My mom thought social workers only worked in public assistance offices. My dad thought maybe social workers just took kids out of bad homes. No one really knew that social workers then – and now – work in hospitals, work as counselors, create and manage programs for special populations, and perform a whole range of tasks, in a wide variety of settings.

Titles mean something, especially job titles. That’s why nurses often say they’re “RNs” instead of just nurses – it reflects the level of training, skill and knowledge that they’ve achieved.

But when your job title isn’t one that people recognize it has less meaning. That’s why, when I was just finishing graduate school, the National Association of Social Workers began a campaign of saying, “Wherever you go, whatever you do, say you’re a social worker.”

They wanted the general public to start getting a better idea of the broad range of jobs that social workers do, and how they contribute to the fabric of our society in many different ways. They also wanted to help people working as social workers gain a more professional status at the same time.

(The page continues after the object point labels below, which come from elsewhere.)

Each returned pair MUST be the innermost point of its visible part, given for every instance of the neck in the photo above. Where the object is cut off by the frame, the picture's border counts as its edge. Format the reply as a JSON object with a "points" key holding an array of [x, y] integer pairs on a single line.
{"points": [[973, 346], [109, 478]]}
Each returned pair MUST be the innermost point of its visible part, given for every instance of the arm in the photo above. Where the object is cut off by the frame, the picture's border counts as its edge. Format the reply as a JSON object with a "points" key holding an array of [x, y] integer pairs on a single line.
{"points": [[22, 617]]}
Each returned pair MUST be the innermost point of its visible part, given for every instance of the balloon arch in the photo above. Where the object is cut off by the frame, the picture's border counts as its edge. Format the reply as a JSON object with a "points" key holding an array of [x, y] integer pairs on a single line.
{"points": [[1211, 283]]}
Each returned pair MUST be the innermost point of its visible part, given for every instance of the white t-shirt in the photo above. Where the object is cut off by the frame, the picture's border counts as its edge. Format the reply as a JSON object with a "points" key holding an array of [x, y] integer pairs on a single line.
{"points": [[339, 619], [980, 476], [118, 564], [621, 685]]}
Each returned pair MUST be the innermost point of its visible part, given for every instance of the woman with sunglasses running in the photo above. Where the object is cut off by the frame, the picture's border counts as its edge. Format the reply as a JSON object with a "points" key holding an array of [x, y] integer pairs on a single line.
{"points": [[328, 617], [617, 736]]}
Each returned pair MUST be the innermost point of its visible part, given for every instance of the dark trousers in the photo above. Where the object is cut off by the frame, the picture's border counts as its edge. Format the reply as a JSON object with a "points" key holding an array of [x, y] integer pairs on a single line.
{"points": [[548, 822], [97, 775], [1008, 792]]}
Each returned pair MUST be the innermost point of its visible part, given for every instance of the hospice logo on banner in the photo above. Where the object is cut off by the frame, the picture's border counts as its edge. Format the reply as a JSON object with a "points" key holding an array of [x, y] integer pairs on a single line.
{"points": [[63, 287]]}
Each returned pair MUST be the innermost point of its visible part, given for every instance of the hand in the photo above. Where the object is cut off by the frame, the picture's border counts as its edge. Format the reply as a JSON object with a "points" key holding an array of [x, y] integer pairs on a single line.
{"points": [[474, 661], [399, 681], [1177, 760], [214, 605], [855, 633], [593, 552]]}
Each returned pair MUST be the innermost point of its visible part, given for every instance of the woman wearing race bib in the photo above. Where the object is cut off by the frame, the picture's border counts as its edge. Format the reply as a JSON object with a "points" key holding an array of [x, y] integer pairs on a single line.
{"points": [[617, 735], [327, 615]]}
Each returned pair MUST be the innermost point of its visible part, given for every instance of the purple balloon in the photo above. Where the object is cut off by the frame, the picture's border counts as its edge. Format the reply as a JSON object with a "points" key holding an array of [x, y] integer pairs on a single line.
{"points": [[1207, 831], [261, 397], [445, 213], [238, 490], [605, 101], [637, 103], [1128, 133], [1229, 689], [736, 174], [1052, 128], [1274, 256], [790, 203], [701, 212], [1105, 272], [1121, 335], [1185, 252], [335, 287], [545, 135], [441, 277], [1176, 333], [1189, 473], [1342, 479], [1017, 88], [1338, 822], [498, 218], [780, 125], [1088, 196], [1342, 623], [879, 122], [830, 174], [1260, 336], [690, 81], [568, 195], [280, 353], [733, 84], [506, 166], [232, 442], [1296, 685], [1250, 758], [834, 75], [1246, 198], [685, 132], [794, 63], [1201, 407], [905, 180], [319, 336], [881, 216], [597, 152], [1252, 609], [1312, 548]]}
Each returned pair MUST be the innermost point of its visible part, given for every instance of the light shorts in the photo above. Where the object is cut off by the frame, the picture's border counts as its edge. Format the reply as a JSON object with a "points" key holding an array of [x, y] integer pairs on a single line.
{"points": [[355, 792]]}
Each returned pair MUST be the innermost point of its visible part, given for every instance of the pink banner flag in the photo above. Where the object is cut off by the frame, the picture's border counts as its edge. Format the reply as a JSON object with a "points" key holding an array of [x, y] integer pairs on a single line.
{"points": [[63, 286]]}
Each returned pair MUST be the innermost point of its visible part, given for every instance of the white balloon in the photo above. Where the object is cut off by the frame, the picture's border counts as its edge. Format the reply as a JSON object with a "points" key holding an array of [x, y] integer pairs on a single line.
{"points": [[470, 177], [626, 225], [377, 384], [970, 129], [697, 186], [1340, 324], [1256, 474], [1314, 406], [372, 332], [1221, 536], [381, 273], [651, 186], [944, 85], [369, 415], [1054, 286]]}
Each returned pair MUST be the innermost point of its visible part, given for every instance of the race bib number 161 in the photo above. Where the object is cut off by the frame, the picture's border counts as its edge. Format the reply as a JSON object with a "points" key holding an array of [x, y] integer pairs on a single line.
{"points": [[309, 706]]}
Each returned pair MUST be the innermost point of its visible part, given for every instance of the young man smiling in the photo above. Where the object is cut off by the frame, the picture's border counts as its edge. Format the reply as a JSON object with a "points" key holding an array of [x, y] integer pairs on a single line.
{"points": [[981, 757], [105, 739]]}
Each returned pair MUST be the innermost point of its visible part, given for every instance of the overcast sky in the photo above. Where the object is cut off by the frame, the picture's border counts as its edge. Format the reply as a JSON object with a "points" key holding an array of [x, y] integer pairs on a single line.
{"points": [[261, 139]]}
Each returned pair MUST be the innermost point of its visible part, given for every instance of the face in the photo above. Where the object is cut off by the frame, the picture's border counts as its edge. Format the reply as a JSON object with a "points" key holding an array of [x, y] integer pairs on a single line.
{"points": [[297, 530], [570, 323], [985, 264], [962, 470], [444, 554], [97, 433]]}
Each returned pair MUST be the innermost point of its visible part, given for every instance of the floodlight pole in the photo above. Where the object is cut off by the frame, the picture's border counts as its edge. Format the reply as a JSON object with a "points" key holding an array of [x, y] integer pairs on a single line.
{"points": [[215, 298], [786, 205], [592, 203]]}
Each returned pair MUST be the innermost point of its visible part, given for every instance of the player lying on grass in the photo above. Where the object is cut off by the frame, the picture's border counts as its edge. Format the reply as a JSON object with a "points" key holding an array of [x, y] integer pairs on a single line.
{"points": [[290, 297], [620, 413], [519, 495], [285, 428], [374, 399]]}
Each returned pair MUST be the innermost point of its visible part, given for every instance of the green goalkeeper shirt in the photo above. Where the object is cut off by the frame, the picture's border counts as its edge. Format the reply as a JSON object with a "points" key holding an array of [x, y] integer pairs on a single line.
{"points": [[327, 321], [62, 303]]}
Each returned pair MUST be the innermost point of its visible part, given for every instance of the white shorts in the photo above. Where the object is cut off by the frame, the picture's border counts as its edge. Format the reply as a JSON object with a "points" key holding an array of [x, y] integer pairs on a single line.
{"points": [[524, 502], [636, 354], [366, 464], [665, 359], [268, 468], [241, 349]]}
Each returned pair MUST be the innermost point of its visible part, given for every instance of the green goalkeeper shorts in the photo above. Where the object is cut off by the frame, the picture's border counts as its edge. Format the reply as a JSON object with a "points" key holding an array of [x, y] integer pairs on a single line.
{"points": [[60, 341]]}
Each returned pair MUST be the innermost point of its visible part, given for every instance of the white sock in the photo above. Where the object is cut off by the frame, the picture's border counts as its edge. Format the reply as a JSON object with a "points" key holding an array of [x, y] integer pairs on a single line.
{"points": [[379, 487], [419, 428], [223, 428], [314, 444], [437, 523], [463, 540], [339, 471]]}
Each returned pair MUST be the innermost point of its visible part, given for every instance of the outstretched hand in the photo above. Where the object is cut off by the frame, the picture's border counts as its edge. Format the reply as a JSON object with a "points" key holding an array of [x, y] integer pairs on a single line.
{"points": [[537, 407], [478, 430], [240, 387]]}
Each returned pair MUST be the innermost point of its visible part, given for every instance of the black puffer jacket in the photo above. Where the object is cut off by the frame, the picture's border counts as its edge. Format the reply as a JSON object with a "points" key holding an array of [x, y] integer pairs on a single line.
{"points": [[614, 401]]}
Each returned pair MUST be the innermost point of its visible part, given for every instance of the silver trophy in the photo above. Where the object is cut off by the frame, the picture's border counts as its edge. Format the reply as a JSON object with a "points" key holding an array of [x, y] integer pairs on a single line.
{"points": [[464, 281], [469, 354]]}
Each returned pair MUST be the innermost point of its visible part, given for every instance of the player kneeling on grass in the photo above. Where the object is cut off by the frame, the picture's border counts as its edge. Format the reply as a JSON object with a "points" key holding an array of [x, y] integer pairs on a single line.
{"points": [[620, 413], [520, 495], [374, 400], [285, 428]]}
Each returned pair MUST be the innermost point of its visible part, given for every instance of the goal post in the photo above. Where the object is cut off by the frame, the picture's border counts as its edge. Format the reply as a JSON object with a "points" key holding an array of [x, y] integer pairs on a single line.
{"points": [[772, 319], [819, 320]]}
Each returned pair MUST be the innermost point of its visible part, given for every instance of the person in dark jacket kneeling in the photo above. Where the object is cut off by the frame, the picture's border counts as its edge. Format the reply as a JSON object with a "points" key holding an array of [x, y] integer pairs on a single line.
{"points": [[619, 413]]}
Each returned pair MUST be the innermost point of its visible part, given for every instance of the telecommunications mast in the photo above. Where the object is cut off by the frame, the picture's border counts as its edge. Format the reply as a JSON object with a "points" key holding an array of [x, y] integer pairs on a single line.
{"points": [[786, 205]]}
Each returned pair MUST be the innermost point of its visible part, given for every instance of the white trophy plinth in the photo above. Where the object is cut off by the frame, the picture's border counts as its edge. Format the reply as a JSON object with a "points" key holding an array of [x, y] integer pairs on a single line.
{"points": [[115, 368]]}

Today, one of the growth fields in an era of massive unemployment is the field of caregiving. Open any newspaper’s want ads or look at any online job board and you’ll see this immediately: caregiving is a field that has openings.

But it’s also a field where workers are frequently undervalued and underpaid. Many caregivers work for minimum wage or just a little above, with no health care benefits, paid vacation or sick leave.

It’s not really surprising that the national turnover rate in caregiver positions approaches 200% today.

In some states caregivers are organizing with the help of labor unions, demanding respect and professional recognition. That’s one approach, but not the only approach.

There’s another way that’s even more effective because it’s even more grass-roots. That’s when every single caregiver says, “I’m a professional caregiver,” and begins to ask for respect and benefits.

PHI advocates for the term Personal Care Aide. This term has been accepted by the federal Office of Management and Budget, too.

Our company is preparing to launch a comprehensive certification course for Personal Care Aides, allowing them to complete 40 hours of foundational training completely online. We’re instructing graduates to identify themselves as Certified Personal Care Aides.

We’re telling them: “Wherever you go, whatever you do, say you’re a Certified PCA.”

Together, we’ll begin to raise the bar for caregiver professionalism.